While implementing the Mario environment, I had an idea of differing preliminary testing of rules. Initially, the agent could simply test single rule policies (each rule being either the RLGG or a single step from the RLGG). This can determine which slots to split (don’t bother splitting rules with no use) and allows the agent to quickly learn initially useful rules.
This will result in a minimal number of slots. As the agent tests out policies in a normal fashion, new slots can be created from handy rules in the slots which may not have had an initial use, but gain one later on. This is much like beam search, which expands on useful rules.
This strategy will only work if there is an intermediate reward or easily attainable goal. I just feel that the current strategy swamps the agent early on (which it does, and only lets up when slots/rules are found to be useless).
After some thought on the Poisson distribution implementation and the unfair testing I was performing, I think I might have to return to the Normal distribution. While the Poisson simplifies things by only using one parameter, it is insufficient in choosing exact slot values.
I have been unfairly testing my agent by fixing values in place, making the learning process different from the testing (turning the slot selection process from a randomised voting process into a decision list and temporarily ignoring the low probability rules).
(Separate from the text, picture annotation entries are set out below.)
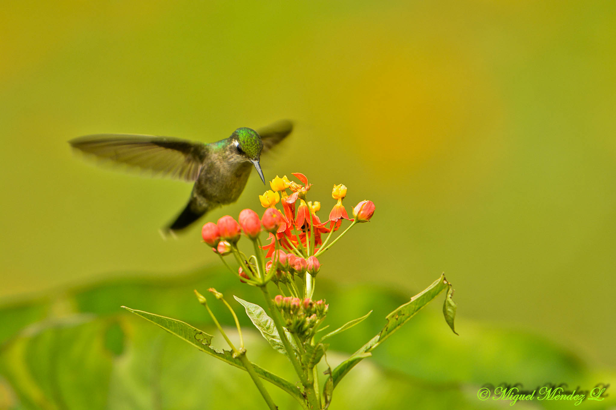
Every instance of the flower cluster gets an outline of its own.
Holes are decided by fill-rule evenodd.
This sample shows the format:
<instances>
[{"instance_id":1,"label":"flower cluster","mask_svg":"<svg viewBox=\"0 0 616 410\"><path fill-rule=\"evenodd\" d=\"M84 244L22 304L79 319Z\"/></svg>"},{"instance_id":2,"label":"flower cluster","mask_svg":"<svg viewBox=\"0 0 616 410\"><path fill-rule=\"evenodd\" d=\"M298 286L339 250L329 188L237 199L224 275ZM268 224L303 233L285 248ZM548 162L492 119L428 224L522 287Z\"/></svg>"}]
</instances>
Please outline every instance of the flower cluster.
<instances>
[{"instance_id":1,"label":"flower cluster","mask_svg":"<svg viewBox=\"0 0 616 410\"><path fill-rule=\"evenodd\" d=\"M323 300L315 302L306 298L302 301L280 294L276 295L274 302L289 333L295 334L302 341L312 337L317 325L325 320L329 307Z\"/></svg>"},{"instance_id":2,"label":"flower cluster","mask_svg":"<svg viewBox=\"0 0 616 410\"><path fill-rule=\"evenodd\" d=\"M321 267L318 258L351 227L370 221L375 204L370 200L362 201L354 208L351 219L342 204L347 187L334 185L331 196L336 202L328 219L322 221L317 215L321 202L307 199L312 184L308 183L304 174L293 175L299 182L290 180L286 175L277 176L270 181L271 189L259 195L265 208L261 218L253 210L245 209L237 221L225 215L216 224L208 222L203 226L201 235L203 241L221 258L233 255L240 267L237 271L229 269L242 282L264 286L272 281L282 294L284 286L293 297L310 298L314 291L314 278ZM282 210L277 206L282 206ZM332 238L345 219L351 225ZM265 245L259 237L264 231L269 233ZM246 257L238 248L242 232L253 242L254 255Z\"/></svg>"}]
</instances>

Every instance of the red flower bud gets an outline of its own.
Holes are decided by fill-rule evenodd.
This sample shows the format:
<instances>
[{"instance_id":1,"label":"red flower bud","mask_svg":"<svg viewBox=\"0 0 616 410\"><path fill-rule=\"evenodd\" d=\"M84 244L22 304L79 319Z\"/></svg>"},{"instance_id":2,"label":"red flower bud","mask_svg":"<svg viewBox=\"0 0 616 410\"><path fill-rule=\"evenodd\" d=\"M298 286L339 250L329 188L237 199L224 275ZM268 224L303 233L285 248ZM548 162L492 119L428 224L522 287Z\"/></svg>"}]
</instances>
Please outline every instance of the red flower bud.
<instances>
[{"instance_id":1,"label":"red flower bud","mask_svg":"<svg viewBox=\"0 0 616 410\"><path fill-rule=\"evenodd\" d=\"M368 222L375 213L375 203L372 201L362 201L353 208L353 218L357 222Z\"/></svg>"},{"instance_id":2,"label":"red flower bud","mask_svg":"<svg viewBox=\"0 0 616 410\"><path fill-rule=\"evenodd\" d=\"M225 215L218 219L218 229L221 231L221 237L230 243L235 243L240 240L241 229L237 221L229 215Z\"/></svg>"},{"instance_id":3,"label":"red flower bud","mask_svg":"<svg viewBox=\"0 0 616 410\"><path fill-rule=\"evenodd\" d=\"M268 208L263 213L263 227L269 232L275 234L278 227L284 222L282 215L277 210L274 208Z\"/></svg>"},{"instance_id":4,"label":"red flower bud","mask_svg":"<svg viewBox=\"0 0 616 410\"><path fill-rule=\"evenodd\" d=\"M259 215L251 209L245 209L240 213L240 226L251 239L256 239L261 232L261 221L259 220Z\"/></svg>"},{"instance_id":5,"label":"red flower bud","mask_svg":"<svg viewBox=\"0 0 616 410\"><path fill-rule=\"evenodd\" d=\"M308 269L308 263L306 260L301 256L298 256L293 259L293 267L300 275L304 274L306 269Z\"/></svg>"},{"instance_id":6,"label":"red flower bud","mask_svg":"<svg viewBox=\"0 0 616 410\"><path fill-rule=\"evenodd\" d=\"M203 228L201 230L201 235L203 237L203 241L212 248L216 248L218 242L221 242L221 232L218 229L218 226L213 222L208 222L203 225Z\"/></svg>"},{"instance_id":7,"label":"red flower bud","mask_svg":"<svg viewBox=\"0 0 616 410\"><path fill-rule=\"evenodd\" d=\"M318 259L316 256L309 256L306 262L308 264L308 273L315 276L321 269L321 264L319 263Z\"/></svg>"},{"instance_id":8,"label":"red flower bud","mask_svg":"<svg viewBox=\"0 0 616 410\"><path fill-rule=\"evenodd\" d=\"M285 251L280 249L272 255L272 261L278 261L277 268L279 269L286 270L289 267L289 260L286 257Z\"/></svg>"},{"instance_id":9,"label":"red flower bud","mask_svg":"<svg viewBox=\"0 0 616 410\"><path fill-rule=\"evenodd\" d=\"M297 256L293 253L286 254L286 262L289 265L289 269L290 270L294 270L295 269L295 259L298 259L299 256Z\"/></svg>"},{"instance_id":10,"label":"red flower bud","mask_svg":"<svg viewBox=\"0 0 616 410\"><path fill-rule=\"evenodd\" d=\"M237 270L237 273L238 273L240 274L240 276L241 276L243 278L246 278L246 279L249 279L250 278L250 277L249 277L246 274L246 272L244 272L244 270L243 269L241 269L241 267L240 267L240 269L238 269ZM241 282L242 283L246 283L245 280L242 280L241 279L240 279L240 282Z\"/></svg>"},{"instance_id":11,"label":"red flower bud","mask_svg":"<svg viewBox=\"0 0 616 410\"><path fill-rule=\"evenodd\" d=\"M221 240L218 243L218 246L216 247L216 251L223 256L228 255L231 253L231 244L226 240Z\"/></svg>"}]
</instances>

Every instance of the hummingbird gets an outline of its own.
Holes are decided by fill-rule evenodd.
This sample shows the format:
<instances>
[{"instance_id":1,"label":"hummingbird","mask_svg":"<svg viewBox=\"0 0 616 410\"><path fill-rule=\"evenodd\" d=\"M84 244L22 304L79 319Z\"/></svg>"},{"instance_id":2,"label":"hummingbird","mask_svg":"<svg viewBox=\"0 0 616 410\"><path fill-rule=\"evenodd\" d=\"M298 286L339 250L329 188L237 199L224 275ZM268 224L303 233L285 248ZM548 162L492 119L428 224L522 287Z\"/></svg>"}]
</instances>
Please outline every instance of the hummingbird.
<instances>
[{"instance_id":1,"label":"hummingbird","mask_svg":"<svg viewBox=\"0 0 616 410\"><path fill-rule=\"evenodd\" d=\"M186 207L164 229L165 233L172 234L211 210L237 201L253 167L265 184L261 154L284 140L293 128L288 120L258 130L242 127L228 138L209 144L139 134L84 135L68 143L100 159L194 183Z\"/></svg>"}]
</instances>

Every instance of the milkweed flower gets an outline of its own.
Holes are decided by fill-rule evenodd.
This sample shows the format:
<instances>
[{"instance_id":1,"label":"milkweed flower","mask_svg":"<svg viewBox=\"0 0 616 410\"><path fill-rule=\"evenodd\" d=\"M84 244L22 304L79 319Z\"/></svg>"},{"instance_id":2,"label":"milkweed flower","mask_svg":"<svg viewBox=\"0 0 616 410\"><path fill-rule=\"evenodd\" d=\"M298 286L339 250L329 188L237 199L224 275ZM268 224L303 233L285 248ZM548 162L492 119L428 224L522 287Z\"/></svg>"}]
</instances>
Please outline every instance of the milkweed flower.
<instances>
[{"instance_id":1,"label":"milkweed flower","mask_svg":"<svg viewBox=\"0 0 616 410\"><path fill-rule=\"evenodd\" d=\"M268 208L263 213L261 223L263 227L269 232L275 233L285 222L280 211L275 208Z\"/></svg>"},{"instance_id":2,"label":"milkweed flower","mask_svg":"<svg viewBox=\"0 0 616 410\"><path fill-rule=\"evenodd\" d=\"M306 260L306 262L307 264L307 266L309 274L314 276L318 273L319 270L321 269L321 264L319 263L318 259L317 259L316 256L309 256Z\"/></svg>"},{"instance_id":3,"label":"milkweed flower","mask_svg":"<svg viewBox=\"0 0 616 410\"><path fill-rule=\"evenodd\" d=\"M245 209L240 213L238 220L246 236L253 240L259 237L261 232L261 221L256 212L251 209Z\"/></svg>"},{"instance_id":4,"label":"milkweed flower","mask_svg":"<svg viewBox=\"0 0 616 410\"><path fill-rule=\"evenodd\" d=\"M218 226L213 222L208 222L203 225L201 235L203 238L203 242L212 248L216 248L218 242L221 242L221 232Z\"/></svg>"},{"instance_id":5,"label":"milkweed flower","mask_svg":"<svg viewBox=\"0 0 616 410\"><path fill-rule=\"evenodd\" d=\"M221 232L221 237L231 243L235 243L240 240L241 235L241 227L237 221L230 215L225 215L218 219L216 224Z\"/></svg>"},{"instance_id":6,"label":"milkweed flower","mask_svg":"<svg viewBox=\"0 0 616 410\"><path fill-rule=\"evenodd\" d=\"M272 188L272 191L275 192L279 191L283 191L290 186L291 181L289 181L289 178L286 178L286 175L282 178L276 175L276 178L270 181L270 187Z\"/></svg>"},{"instance_id":7,"label":"milkweed flower","mask_svg":"<svg viewBox=\"0 0 616 410\"><path fill-rule=\"evenodd\" d=\"M264 208L275 207L280 202L280 194L273 191L266 191L263 195L259 195L259 200Z\"/></svg>"},{"instance_id":8,"label":"milkweed flower","mask_svg":"<svg viewBox=\"0 0 616 410\"><path fill-rule=\"evenodd\" d=\"M224 256L231 253L231 244L226 240L221 240L216 246L216 252Z\"/></svg>"},{"instance_id":9,"label":"milkweed flower","mask_svg":"<svg viewBox=\"0 0 616 410\"><path fill-rule=\"evenodd\" d=\"M375 203L372 201L362 201L353 208L353 218L357 222L368 222L374 213Z\"/></svg>"}]
</instances>

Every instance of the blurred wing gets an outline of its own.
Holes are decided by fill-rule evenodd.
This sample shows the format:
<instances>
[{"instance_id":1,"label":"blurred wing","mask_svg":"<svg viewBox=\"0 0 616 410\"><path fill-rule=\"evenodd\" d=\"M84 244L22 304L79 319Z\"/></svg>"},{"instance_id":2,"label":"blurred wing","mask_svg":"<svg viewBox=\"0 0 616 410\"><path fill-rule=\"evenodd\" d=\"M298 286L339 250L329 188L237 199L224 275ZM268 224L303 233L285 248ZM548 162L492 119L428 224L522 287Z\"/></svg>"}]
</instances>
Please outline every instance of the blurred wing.
<instances>
[{"instance_id":1,"label":"blurred wing","mask_svg":"<svg viewBox=\"0 0 616 410\"><path fill-rule=\"evenodd\" d=\"M288 120L282 120L257 130L263 141L263 151L267 152L275 146L293 130L293 123Z\"/></svg>"},{"instance_id":2,"label":"blurred wing","mask_svg":"<svg viewBox=\"0 0 616 410\"><path fill-rule=\"evenodd\" d=\"M197 179L208 152L204 144L135 134L86 135L68 142L73 148L99 158L188 181Z\"/></svg>"}]
</instances>

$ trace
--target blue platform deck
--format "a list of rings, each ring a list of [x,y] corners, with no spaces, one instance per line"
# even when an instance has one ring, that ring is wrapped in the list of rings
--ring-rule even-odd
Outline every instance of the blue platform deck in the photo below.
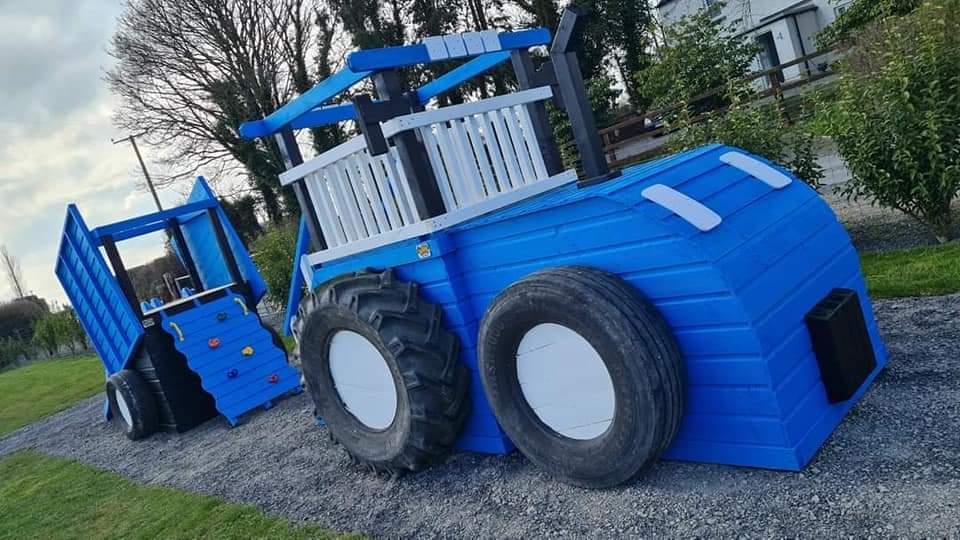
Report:
[[[793,181],[774,189],[708,146],[630,168],[615,180],[555,189],[440,233],[314,269],[314,285],[394,267],[442,306],[473,370],[473,414],[459,446],[512,448],[476,372],[479,321],[505,287],[543,268],[602,268],[663,313],[685,356],[688,403],[667,457],[797,470],[886,362],[857,254],[829,206]],[[670,186],[722,218],[703,232],[641,195]],[[431,257],[418,259],[426,242]],[[831,405],[805,314],[834,288],[857,291],[878,367],[854,399]]]

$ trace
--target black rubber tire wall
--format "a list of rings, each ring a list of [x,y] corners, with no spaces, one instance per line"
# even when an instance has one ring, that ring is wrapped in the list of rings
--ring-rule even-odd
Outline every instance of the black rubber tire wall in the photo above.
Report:
[[[117,406],[117,394],[123,395],[130,409],[131,424],[127,424]],[[132,441],[149,437],[157,431],[159,414],[153,392],[139,373],[131,369],[120,370],[107,379],[107,401],[110,413]]]
[[[294,324],[317,414],[354,460],[397,475],[450,452],[469,414],[470,372],[440,308],[420,299],[416,283],[395,280],[391,270],[339,278],[304,298]],[[397,412],[384,430],[357,420],[337,394],[329,346],[339,330],[364,336],[390,367]]]
[[[542,323],[576,331],[610,373],[614,418],[595,439],[553,431],[523,397],[517,347]],[[683,416],[685,370],[670,328],[635,288],[602,270],[553,268],[505,289],[480,325],[478,361],[487,398],[510,439],[538,466],[577,486],[630,480],[667,449]]]
[[[153,394],[154,402],[157,404],[158,422],[157,429],[164,431],[176,431],[177,423],[173,417],[173,410],[170,408],[170,402],[167,401],[167,394],[163,391],[160,384],[160,378],[157,376],[157,368],[153,365],[153,357],[146,350],[141,350],[129,369],[132,369],[143,377],[147,383],[150,392]]]

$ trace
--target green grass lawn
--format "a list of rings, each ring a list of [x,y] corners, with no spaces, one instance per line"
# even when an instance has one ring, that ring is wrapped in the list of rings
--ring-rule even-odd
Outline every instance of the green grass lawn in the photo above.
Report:
[[[96,356],[45,360],[0,373],[0,437],[103,391]]]
[[[868,253],[861,262],[873,298],[960,292],[960,244]]]
[[[331,538],[252,506],[141,486],[73,461],[20,452],[0,461],[0,539]]]

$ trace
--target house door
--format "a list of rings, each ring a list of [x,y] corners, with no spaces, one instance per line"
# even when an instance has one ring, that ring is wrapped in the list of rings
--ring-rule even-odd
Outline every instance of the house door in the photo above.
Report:
[[[780,65],[780,55],[777,54],[777,44],[773,40],[773,32],[766,32],[757,36],[760,44],[760,65],[763,69],[770,69]],[[783,82],[783,72],[777,73],[777,78]]]

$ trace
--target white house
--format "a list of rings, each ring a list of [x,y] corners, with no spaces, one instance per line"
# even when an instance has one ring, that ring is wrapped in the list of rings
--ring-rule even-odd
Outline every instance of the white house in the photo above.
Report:
[[[664,26],[692,15],[720,0],[657,0]],[[749,36],[760,44],[755,69],[785,64],[817,51],[817,34],[832,23],[852,0],[729,0],[719,17],[736,35]],[[820,69],[821,59],[783,70],[790,80]]]

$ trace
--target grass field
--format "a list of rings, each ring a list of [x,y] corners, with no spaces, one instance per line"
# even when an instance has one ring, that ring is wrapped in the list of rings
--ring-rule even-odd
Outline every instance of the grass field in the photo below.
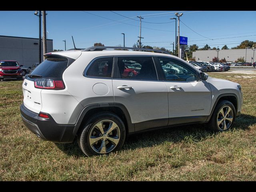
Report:
[[[0,82],[0,180],[256,180],[256,78],[208,74],[242,86],[242,114],[231,130],[214,133],[202,124],[162,129],[90,158],[76,141],[54,144],[32,133],[20,114],[22,82]]]

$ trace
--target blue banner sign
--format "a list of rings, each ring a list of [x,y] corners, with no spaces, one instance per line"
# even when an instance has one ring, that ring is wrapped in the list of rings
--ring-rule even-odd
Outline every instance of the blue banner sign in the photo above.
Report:
[[[188,38],[186,37],[182,37],[182,36],[180,36],[180,44],[187,45]]]

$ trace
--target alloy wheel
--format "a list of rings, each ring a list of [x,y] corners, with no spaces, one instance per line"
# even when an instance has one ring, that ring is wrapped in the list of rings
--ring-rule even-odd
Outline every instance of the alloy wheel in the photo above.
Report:
[[[229,106],[222,107],[219,112],[217,122],[219,128],[222,130],[228,129],[232,124],[233,119],[232,109]]]
[[[114,150],[120,139],[118,126],[110,120],[98,122],[92,129],[89,142],[92,149],[97,153],[104,154]]]

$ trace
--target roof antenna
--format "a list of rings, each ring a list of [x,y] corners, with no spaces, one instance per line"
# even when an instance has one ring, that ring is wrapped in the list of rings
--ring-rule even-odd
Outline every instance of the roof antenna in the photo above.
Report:
[[[72,40],[73,40],[73,43],[74,44],[74,50],[77,50],[76,49],[76,46],[75,45],[75,43],[74,42],[74,39],[73,38],[73,36],[72,36]]]

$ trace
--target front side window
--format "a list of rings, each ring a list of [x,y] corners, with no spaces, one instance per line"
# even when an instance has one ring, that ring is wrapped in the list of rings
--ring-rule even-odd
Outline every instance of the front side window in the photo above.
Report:
[[[191,82],[199,80],[196,72],[182,62],[169,58],[158,57],[168,81]]]
[[[157,80],[153,59],[151,57],[119,57],[119,77],[122,79]]]
[[[86,76],[94,77],[111,77],[113,60],[112,57],[96,59],[87,70]]]

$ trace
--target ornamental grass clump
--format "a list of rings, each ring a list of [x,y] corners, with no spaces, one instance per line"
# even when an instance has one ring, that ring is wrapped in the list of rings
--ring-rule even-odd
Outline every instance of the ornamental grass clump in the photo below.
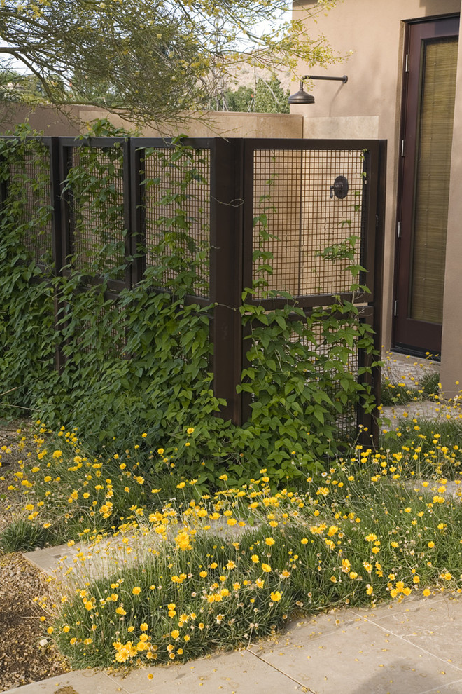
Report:
[[[461,592],[456,456],[450,494],[438,456],[428,486],[410,485],[410,453],[356,446],[298,492],[278,490],[265,468],[241,487],[224,473],[209,493],[178,477],[174,498],[134,507],[110,538],[78,546],[59,606],[43,606],[48,633],[74,667],[184,662],[294,614]]]

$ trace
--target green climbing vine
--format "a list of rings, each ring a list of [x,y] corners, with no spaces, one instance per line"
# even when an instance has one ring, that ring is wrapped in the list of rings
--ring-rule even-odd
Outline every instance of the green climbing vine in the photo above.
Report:
[[[125,136],[107,123],[98,124],[97,134]],[[31,135],[22,128],[0,140],[6,411],[17,416],[15,408],[29,407],[50,427],[77,426],[87,445],[103,445],[108,455],[142,432],[135,464],[147,477],[174,467],[207,484],[226,470],[236,484],[264,467],[272,479],[286,482],[323,469],[354,437],[356,405],[374,405],[354,366],[359,349],[373,352],[373,339],[354,304],[337,297],[307,313],[287,293],[267,290],[272,256],[265,250],[262,212],[255,221],[262,239],[254,254],[258,278],[241,308],[248,350],[239,389],[249,417],[242,426],[225,421],[223,401],[213,390],[211,307],[186,300],[206,296],[209,249],[192,233],[190,209],[192,204],[197,222],[202,208],[193,191],[204,182],[203,153],[181,140],[173,149],[146,150],[142,165],[157,172],[146,175],[144,185],[158,214],[146,219],[146,243],[127,256],[122,148],[76,148],[64,184],[74,249],[57,275],[48,250],[46,151]],[[347,271],[357,275],[354,243],[351,236],[321,252],[326,262],[350,259]],[[38,257],[34,249],[42,245]],[[112,292],[111,283],[139,256],[147,259],[141,281]],[[266,311],[250,302],[262,287],[267,297],[284,296],[287,304]],[[58,345],[65,357],[60,372],[54,368]]]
While this isn’t too big of a deal, the idea of an online learning agent is that it will have a result at any point – not after saying “it’s testing time, so gimme your best policy”. The reason the Poisson distribution is ill-suited for this is because the size of the distribution remains the same, regardless of parameter (in a sense). For example, if a particular slot was to be used with selection probability 1, the Poisson would morph this into: the slot will b used 0 times with probability ~0.33, once per policy with probability ~0.33, twice with probability ~0.16… However, a Normal distribution with given SD value can shape the size of it’s distribution, so a slot with selection probability 1 and SD near 0 will be used once with near 100% probability.
Also, the results seem to speak that Poisson is slower than Normal in learning, but this could be due to other implementation changes made.